Monday, December 26, 2016

Kremlin Works to Claw Back Total Control over What and Who Gets Attacked in Russia

Paul Goble

            Staunton, December 26 – A new proposed law in the Russian Duma on “defending” works of art from vandalism is designed to ensure that the Kremlin and no one else, including most prominently the Moscow Patriarchate and its allies, gets to decide what is attacked and when, according to Boris Vishnevsky.

            In “Novaya gazeta,” the Moscow commentator says that the measure, which would impose heavy fines against those who engage in vandalism, provides a kind of cover for a Russian government move with far broader goals (

            Clearly there is a problem with attacks on artists and their works in Russia, the commentator says, especially those by Orthodox activists or Cossacks who are seldom if ever brought to justice for their actions, a situation which leads many to conclude that they are acting on behalf of the state which may even be encouraging such things.

            But the real reason for this action now, Vishnevsky argues, is that Vladimir Putin wants again to be the only one making decisions about who and what can be attacked in Russia, lest attacks by others get out of hand and against the interests of the Russian state or even against the state itself.

            That is clear from the explanations the authors have provided – they point out that such attacks violate the Russian constitution – but it is even clearer from the timing of their introduction of this bill.
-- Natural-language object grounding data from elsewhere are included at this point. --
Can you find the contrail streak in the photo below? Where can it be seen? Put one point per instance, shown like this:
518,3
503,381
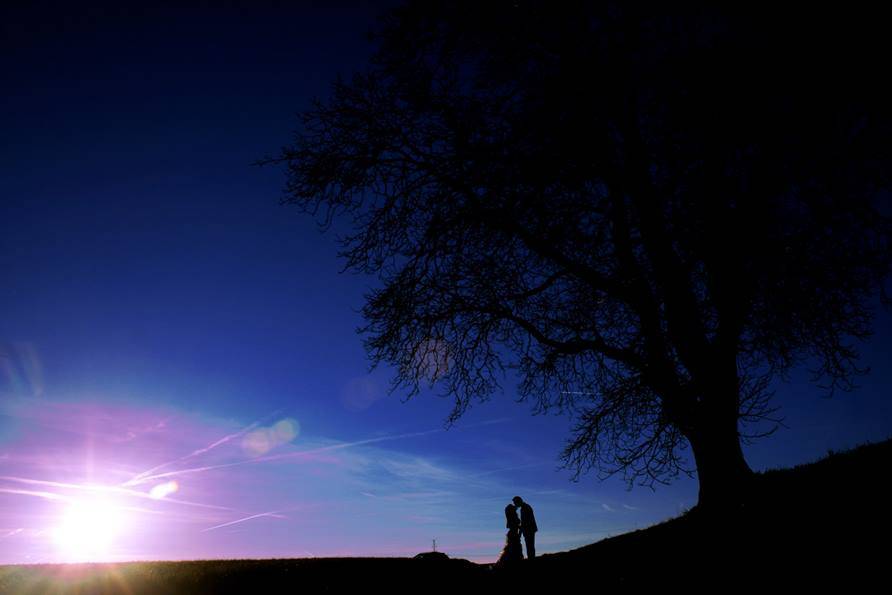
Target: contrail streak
304,453
44,495
106,489
136,479
271,513
288,455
            On December 2, Putin told the Presidential Council on Culture and the Presidential Council on the Russian Language that attacks on exhibits, shows, and works of art are “absolutely impermissible and must be punished with all the severity of the law.”  And now the Duma has come up with proposed legislation.

            In short, “the president says ‘it’s needed,’ and the Duma responds, ‘yes!’”  And translated from “the presidential to the Russian language,” this means that “only the state has the monopoly on banning spectacles and exhibits: it will prohibit what needs to be prohibited.” No one else in Russia should have that power.

            “Will this project help?” Vishnevsky asks. “Possibly but only a little.” Fines alone are unlikely to frighten “the pogromshchiki” now on the loose in Russia. And thus it is no surprise that the authors of the new bill are promising to revise the criminal code and introduce more severe penalties as well.